А еще выяснилось, что присесть под кустиком в тишине и уединении здесь почти невозможно. Я уже привыкла к тому, что за моими телесными отправлениями каждый раз наблюдают несколько любопытных козлят, но вот смириться с тем, что какой-нибудь обитатель одной из трех бома или кучка детей любуются на мою задницу, которая, вероятно, кажется им неприлично толстой и белой, я никак не могу. Кустов и деревьев здесь совсем мало, а те, что есть, чрезвычайно колючие, но в конце концов мне все-таки удается найти укромное местечко.

Возвращаясь в свою бома, я встречаю кучку детей: они машут руками, смеются, но не заговаривают со мной. Они даже не называют меня «мзунгу» (это слово на суахили обозначает что-то вроде «гринго»), как делали дети в Аруше, потому что большинство местных не говорят на суахили. Тем не менее эта компания — три девочки лет девяти-двенадцати и пара маленьких мальчиков — свое дело знает. Пока одна из девочек восхищается серьгами, ожерельями и браслетами, подаренными мне теткой Кезумы, другие моментально залезают ко мне в карманы и извлекают из них фотоаппарат и мобильник. Услышав рингтон моего телефона — «You Know That I'm No Good» в исполнении Эми Уайнхаус, — они расцветают белоснежными улыбками и пускаются в пляс, но самый большой интерес вызывает фотоаппарат. Он переходит из рук в руки, потом мне приходится фотографировать всех ребятишек по очереди, и каждый новый снимок вызывает массу комментариев, белозубого смеха, восторга или издевок.

Откуда ни возьмись, на дороге появляется тетка Кезумы.

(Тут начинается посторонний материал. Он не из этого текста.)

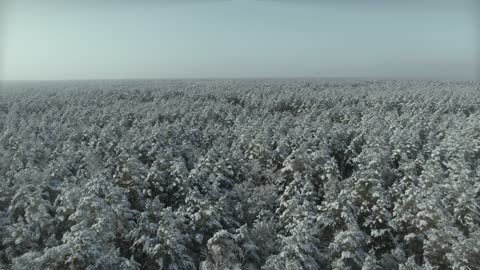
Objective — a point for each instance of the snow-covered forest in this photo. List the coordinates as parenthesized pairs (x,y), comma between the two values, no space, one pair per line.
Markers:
(254,174)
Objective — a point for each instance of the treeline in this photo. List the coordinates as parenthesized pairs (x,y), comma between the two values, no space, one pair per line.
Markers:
(237,175)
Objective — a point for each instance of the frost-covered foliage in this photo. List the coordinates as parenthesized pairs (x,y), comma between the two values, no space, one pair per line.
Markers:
(237,175)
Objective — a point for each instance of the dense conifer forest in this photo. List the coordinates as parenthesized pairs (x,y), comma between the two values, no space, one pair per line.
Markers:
(240,174)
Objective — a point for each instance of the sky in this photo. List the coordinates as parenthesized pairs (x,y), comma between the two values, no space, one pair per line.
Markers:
(70,40)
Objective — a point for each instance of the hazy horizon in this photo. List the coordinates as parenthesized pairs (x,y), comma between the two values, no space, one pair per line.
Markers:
(242,39)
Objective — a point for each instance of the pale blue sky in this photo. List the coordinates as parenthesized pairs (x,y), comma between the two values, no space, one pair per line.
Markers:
(58,40)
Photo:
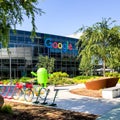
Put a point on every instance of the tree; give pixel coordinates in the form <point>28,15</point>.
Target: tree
<point>11,14</point>
<point>46,62</point>
<point>100,43</point>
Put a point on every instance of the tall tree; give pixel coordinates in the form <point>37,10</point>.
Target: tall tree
<point>99,42</point>
<point>11,14</point>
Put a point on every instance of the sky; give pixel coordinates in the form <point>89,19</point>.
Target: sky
<point>64,17</point>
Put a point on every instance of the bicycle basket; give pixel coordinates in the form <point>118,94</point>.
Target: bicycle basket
<point>29,85</point>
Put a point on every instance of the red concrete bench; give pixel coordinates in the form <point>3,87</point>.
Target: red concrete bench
<point>101,83</point>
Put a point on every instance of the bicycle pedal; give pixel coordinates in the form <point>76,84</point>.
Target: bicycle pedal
<point>53,104</point>
<point>36,102</point>
<point>44,103</point>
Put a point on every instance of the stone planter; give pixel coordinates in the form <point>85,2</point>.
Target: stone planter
<point>101,83</point>
<point>96,84</point>
<point>111,82</point>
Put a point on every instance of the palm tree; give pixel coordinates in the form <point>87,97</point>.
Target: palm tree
<point>99,41</point>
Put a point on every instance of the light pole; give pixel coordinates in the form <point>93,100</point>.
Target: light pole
<point>9,53</point>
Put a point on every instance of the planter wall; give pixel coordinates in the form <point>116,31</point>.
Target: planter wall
<point>101,83</point>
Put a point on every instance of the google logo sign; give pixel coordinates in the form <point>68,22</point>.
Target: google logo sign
<point>58,45</point>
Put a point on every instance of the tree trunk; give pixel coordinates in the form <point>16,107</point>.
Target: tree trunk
<point>104,67</point>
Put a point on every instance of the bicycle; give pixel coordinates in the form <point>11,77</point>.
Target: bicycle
<point>29,92</point>
<point>26,92</point>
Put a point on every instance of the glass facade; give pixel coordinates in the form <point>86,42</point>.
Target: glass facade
<point>23,54</point>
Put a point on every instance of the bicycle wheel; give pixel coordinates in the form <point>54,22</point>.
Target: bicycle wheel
<point>29,94</point>
<point>42,93</point>
<point>17,94</point>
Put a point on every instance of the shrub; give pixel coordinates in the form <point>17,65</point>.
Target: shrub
<point>59,78</point>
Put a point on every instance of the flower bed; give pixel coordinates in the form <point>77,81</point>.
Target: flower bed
<point>101,83</point>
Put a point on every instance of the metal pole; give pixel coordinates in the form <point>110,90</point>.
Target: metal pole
<point>10,66</point>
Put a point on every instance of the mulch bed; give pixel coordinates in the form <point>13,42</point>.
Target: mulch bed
<point>32,112</point>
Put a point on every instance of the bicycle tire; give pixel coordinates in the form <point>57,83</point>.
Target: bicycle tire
<point>42,93</point>
<point>17,94</point>
<point>28,95</point>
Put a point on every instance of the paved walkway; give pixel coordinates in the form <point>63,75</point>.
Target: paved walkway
<point>107,109</point>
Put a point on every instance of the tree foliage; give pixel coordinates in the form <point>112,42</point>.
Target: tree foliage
<point>11,14</point>
<point>100,42</point>
<point>46,62</point>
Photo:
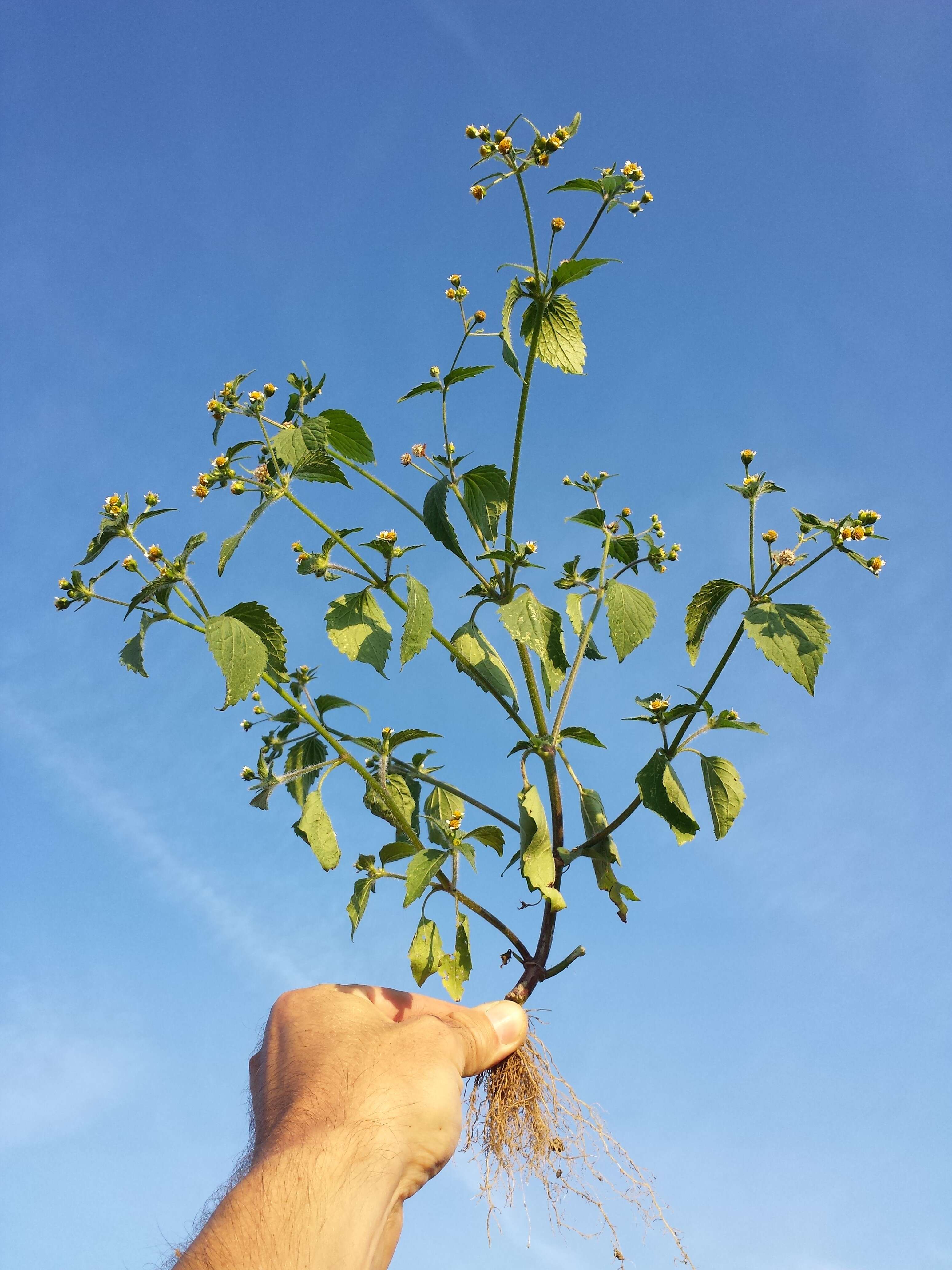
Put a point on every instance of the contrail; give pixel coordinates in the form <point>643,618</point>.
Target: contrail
<point>133,834</point>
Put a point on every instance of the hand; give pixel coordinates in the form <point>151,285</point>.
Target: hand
<point>357,1103</point>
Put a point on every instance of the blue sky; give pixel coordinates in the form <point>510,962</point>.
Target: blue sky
<point>195,190</point>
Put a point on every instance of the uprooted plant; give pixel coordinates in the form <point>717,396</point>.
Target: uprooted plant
<point>525,1120</point>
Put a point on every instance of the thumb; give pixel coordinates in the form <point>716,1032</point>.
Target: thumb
<point>488,1034</point>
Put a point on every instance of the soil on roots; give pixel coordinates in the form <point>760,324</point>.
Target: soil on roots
<point>525,1122</point>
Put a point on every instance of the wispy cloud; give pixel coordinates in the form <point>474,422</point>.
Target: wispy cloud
<point>131,834</point>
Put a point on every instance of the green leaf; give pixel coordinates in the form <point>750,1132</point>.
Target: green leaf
<point>357,906</point>
<point>348,436</point>
<point>490,836</point>
<point>794,637</point>
<point>419,620</point>
<point>438,808</point>
<point>479,653</point>
<point>537,863</point>
<point>531,623</point>
<point>131,652</point>
<point>316,829</point>
<point>465,373</point>
<point>359,629</point>
<point>631,617</point>
<point>583,735</point>
<point>593,516</point>
<point>664,794</point>
<point>582,183</point>
<point>560,341</point>
<point>455,968</point>
<point>258,619</point>
<point>400,793</point>
<point>303,755</point>
<point>242,656</point>
<point>573,608</point>
<point>229,545</point>
<point>572,271</point>
<point>512,296</point>
<point>725,793</point>
<point>426,952</point>
<point>395,851</point>
<point>423,867</point>
<point>702,610</point>
<point>434,517</point>
<point>487,496</point>
<point>605,854</point>
<point>428,386</point>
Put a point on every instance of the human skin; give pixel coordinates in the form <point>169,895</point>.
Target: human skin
<point>356,1095</point>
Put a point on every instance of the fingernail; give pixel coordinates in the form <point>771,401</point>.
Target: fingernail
<point>508,1020</point>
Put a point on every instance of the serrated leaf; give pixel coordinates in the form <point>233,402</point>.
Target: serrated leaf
<point>315,827</point>
<point>426,952</point>
<point>631,617</point>
<point>560,341</point>
<point>479,653</point>
<point>258,619</point>
<point>572,271</point>
<point>434,517</point>
<point>490,836</point>
<point>487,496</point>
<point>357,905</point>
<point>423,867</point>
<point>593,516</point>
<point>581,183</point>
<point>725,793</point>
<point>229,545</point>
<point>603,854</point>
<point>537,863</point>
<point>582,735</point>
<point>702,610</point>
<point>242,656</point>
<point>664,794</point>
<point>455,968</point>
<point>419,620</point>
<point>303,755</point>
<point>794,637</point>
<point>348,436</point>
<point>428,386</point>
<point>465,373</point>
<point>131,652</point>
<point>359,629</point>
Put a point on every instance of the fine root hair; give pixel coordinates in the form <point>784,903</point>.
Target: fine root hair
<point>526,1123</point>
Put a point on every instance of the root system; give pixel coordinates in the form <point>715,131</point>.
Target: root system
<point>526,1123</point>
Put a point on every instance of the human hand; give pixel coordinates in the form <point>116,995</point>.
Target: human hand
<point>356,1094</point>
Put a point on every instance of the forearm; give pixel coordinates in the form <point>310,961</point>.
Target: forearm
<point>303,1208</point>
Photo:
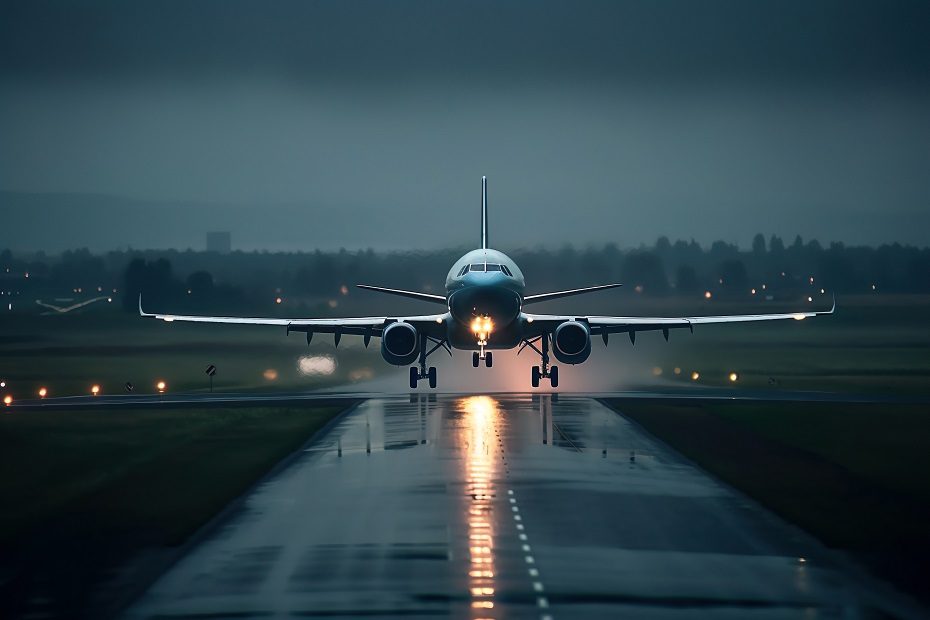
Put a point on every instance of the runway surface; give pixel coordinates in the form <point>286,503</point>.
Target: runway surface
<point>504,506</point>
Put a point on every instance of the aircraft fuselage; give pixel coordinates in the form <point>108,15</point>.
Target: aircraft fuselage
<point>485,284</point>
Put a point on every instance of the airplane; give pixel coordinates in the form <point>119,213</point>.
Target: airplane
<point>484,311</point>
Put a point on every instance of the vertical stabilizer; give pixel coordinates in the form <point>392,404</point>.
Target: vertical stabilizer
<point>484,213</point>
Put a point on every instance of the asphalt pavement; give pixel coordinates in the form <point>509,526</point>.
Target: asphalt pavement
<point>497,506</point>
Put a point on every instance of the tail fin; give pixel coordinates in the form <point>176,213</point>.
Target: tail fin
<point>484,213</point>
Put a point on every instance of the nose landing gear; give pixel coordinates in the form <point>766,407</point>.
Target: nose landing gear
<point>544,371</point>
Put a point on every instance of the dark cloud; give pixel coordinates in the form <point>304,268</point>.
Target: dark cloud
<point>549,41</point>
<point>596,121</point>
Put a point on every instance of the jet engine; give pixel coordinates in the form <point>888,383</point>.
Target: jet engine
<point>571,342</point>
<point>399,344</point>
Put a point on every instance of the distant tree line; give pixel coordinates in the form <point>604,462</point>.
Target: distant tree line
<point>248,280</point>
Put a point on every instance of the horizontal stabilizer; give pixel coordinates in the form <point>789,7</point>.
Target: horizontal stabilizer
<point>436,299</point>
<point>535,299</point>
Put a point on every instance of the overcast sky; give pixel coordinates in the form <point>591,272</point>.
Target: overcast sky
<point>299,125</point>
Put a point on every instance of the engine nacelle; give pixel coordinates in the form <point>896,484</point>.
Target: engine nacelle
<point>399,344</point>
<point>571,342</point>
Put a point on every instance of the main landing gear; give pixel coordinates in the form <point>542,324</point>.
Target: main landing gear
<point>544,371</point>
<point>422,372</point>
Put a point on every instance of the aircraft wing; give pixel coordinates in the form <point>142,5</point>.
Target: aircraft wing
<point>613,324</point>
<point>431,324</point>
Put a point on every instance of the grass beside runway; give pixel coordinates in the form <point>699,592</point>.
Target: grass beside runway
<point>856,476</point>
<point>83,492</point>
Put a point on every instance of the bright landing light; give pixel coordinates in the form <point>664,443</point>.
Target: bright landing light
<point>482,326</point>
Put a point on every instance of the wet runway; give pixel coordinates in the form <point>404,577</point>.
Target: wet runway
<point>503,506</point>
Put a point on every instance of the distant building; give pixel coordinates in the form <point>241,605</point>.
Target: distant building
<point>219,242</point>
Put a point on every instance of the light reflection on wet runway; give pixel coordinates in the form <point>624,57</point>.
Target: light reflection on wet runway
<point>493,507</point>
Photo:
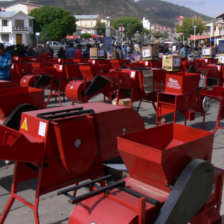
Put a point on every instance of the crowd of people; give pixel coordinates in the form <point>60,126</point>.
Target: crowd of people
<point>128,50</point>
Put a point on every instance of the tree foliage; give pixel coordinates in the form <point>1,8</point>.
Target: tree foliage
<point>100,28</point>
<point>131,25</point>
<point>53,23</point>
<point>86,35</point>
<point>188,27</point>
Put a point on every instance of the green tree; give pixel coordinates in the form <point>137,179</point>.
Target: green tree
<point>53,23</point>
<point>100,28</point>
<point>188,27</point>
<point>86,35</point>
<point>131,25</point>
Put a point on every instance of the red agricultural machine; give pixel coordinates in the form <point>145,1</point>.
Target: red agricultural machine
<point>136,84</point>
<point>170,181</point>
<point>217,93</point>
<point>15,99</point>
<point>63,146</point>
<point>181,95</point>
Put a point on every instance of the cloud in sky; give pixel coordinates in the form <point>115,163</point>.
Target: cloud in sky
<point>211,8</point>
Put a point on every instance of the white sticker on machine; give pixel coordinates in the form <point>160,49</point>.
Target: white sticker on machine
<point>42,129</point>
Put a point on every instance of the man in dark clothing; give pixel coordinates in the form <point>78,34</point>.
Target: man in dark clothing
<point>78,52</point>
<point>70,52</point>
<point>5,63</point>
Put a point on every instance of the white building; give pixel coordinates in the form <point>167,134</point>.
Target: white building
<point>24,7</point>
<point>16,28</point>
<point>86,23</point>
<point>146,24</point>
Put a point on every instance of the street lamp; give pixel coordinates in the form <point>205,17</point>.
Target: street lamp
<point>37,36</point>
<point>195,27</point>
<point>107,26</point>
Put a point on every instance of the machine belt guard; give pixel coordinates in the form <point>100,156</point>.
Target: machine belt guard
<point>189,194</point>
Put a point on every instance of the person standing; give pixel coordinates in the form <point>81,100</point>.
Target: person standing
<point>5,63</point>
<point>182,52</point>
<point>78,52</point>
<point>70,52</point>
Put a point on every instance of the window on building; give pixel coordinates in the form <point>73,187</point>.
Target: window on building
<point>19,23</point>
<point>5,37</point>
<point>30,23</point>
<point>4,22</point>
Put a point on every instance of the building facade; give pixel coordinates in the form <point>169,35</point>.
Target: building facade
<point>24,7</point>
<point>215,30</point>
<point>86,23</point>
<point>16,28</point>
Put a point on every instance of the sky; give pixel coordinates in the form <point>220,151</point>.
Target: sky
<point>211,8</point>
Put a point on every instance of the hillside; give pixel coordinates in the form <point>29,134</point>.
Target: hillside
<point>156,11</point>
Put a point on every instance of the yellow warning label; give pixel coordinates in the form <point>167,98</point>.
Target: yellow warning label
<point>24,125</point>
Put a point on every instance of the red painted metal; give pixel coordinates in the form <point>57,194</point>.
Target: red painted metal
<point>12,96</point>
<point>153,164</point>
<point>182,82</point>
<point>65,150</point>
<point>217,93</point>
<point>180,95</point>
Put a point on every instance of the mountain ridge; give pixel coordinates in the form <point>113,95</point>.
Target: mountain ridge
<point>157,11</point>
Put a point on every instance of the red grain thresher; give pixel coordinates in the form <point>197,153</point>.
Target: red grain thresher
<point>171,181</point>
<point>217,93</point>
<point>63,146</point>
<point>15,99</point>
<point>181,94</point>
<point>136,84</point>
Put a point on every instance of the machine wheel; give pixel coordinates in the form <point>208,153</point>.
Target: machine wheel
<point>206,104</point>
<point>13,120</point>
<point>189,194</point>
<point>42,82</point>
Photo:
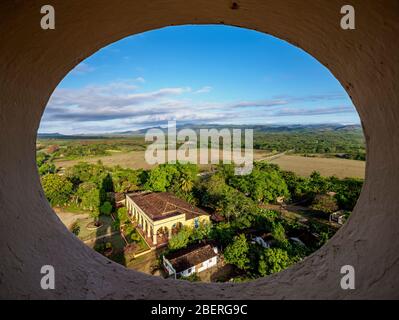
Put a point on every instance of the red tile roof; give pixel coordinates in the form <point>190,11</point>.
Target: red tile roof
<point>161,205</point>
<point>189,257</point>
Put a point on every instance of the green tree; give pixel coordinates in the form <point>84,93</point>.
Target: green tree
<point>122,215</point>
<point>237,252</point>
<point>325,203</point>
<point>89,196</point>
<point>278,233</point>
<point>273,260</point>
<point>106,208</point>
<point>58,189</point>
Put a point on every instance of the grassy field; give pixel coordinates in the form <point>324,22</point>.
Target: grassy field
<point>304,166</point>
<point>134,159</point>
<point>301,165</point>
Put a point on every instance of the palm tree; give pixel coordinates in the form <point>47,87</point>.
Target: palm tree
<point>186,184</point>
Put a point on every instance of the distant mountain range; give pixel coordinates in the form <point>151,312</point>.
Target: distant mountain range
<point>256,128</point>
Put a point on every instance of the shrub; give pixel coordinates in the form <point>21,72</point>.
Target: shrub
<point>75,229</point>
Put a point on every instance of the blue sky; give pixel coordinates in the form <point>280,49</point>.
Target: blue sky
<point>196,74</point>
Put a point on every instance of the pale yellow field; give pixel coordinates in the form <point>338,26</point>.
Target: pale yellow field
<point>304,166</point>
<point>135,159</point>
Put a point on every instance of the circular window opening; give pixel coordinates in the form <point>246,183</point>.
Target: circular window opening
<point>204,153</point>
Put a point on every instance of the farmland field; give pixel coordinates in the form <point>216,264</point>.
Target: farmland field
<point>304,166</point>
<point>134,159</point>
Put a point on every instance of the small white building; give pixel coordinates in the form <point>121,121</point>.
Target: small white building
<point>191,260</point>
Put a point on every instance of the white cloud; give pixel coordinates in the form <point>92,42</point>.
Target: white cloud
<point>205,89</point>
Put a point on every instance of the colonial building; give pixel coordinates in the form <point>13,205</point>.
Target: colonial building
<point>193,259</point>
<point>160,214</point>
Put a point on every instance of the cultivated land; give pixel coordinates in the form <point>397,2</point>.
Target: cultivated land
<point>304,166</point>
<point>136,159</point>
<point>301,165</point>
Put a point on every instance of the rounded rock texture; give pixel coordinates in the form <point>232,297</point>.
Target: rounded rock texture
<point>34,61</point>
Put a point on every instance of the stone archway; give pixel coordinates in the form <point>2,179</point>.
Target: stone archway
<point>34,61</point>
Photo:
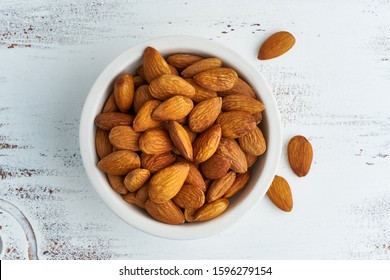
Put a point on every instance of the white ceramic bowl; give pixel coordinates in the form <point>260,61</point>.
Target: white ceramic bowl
<point>262,172</point>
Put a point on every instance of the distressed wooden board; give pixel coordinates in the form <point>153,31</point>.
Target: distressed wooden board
<point>332,87</point>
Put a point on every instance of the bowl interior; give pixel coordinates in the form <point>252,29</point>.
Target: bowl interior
<point>262,172</point>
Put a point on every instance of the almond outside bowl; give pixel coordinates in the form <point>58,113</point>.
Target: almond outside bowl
<point>262,172</point>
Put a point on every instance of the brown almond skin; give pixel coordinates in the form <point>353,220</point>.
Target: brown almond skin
<point>204,114</point>
<point>280,194</point>
<point>240,182</point>
<point>189,197</point>
<point>207,143</point>
<point>136,178</point>
<point>300,155</point>
<point>120,162</point>
<point>230,149</point>
<point>211,210</point>
<point>219,187</point>
<point>154,163</point>
<point>253,142</point>
<point>174,108</point>
<point>236,124</point>
<point>143,120</point>
<point>124,138</point>
<point>215,167</point>
<point>107,121</point>
<point>276,45</point>
<point>167,212</point>
<point>182,60</point>
<point>218,79</point>
<point>181,139</point>
<point>167,86</point>
<point>165,184</point>
<point>238,102</point>
<point>124,92</point>
<point>102,143</point>
<point>155,141</point>
<point>154,64</point>
<point>201,65</point>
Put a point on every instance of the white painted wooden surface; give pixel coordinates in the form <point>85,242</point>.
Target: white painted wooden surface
<point>333,87</point>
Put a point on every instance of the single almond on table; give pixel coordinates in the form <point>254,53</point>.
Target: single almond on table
<point>167,86</point>
<point>124,138</point>
<point>235,124</point>
<point>207,143</point>
<point>154,64</point>
<point>120,162</point>
<point>124,92</point>
<point>211,210</point>
<point>173,109</point>
<point>107,121</point>
<point>167,212</point>
<point>300,155</point>
<point>276,45</point>
<point>204,114</point>
<point>215,167</point>
<point>155,141</point>
<point>165,184</point>
<point>201,65</point>
<point>180,139</point>
<point>280,194</point>
<point>136,178</point>
<point>253,142</point>
<point>218,79</point>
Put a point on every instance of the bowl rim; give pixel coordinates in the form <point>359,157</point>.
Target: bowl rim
<point>189,44</point>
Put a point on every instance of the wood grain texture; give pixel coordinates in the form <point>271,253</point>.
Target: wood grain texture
<point>333,87</point>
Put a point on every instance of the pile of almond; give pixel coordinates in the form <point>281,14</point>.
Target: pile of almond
<point>177,138</point>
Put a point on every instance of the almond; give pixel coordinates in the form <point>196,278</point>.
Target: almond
<point>155,163</point>
<point>107,121</point>
<point>120,162</point>
<point>211,210</point>
<point>189,197</point>
<point>124,138</point>
<point>204,114</point>
<point>201,65</point>
<point>300,155</point>
<point>280,194</point>
<point>235,124</point>
<point>276,45</point>
<point>240,87</point>
<point>174,108</point>
<point>154,64</point>
<point>155,141</point>
<point>219,187</point>
<point>180,139</point>
<point>238,102</point>
<point>124,92</point>
<point>182,60</point>
<point>230,149</point>
<point>167,212</point>
<point>167,86</point>
<point>215,167</point>
<point>200,93</point>
<point>253,142</point>
<point>143,120</point>
<point>207,143</point>
<point>240,182</point>
<point>136,178</point>
<point>102,143</point>
<point>218,79</point>
<point>116,183</point>
<point>141,96</point>
<point>132,199</point>
<point>165,184</point>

Она властно берет меня под руку, сердито разгоняет детей, проявив особую суровость к малышу в висящей до земли куртке. — тот, хныкая, убегает по направлению к другой бома — и увлекает по направлению к поставленной специально для меня палатке. (Кезума настоял, чтобы я поселилась именно в ней, а не в одной из хижин. «Там очень-очень темно и дымно, — объяснил он. — Мзунгу трудно к такому привыкнуть».)

— Лала, лала… — настойчиво говорит женщина и подкрепляет свои слова интернациональным жестом: щека ее лежит на двух сложенных ладонях.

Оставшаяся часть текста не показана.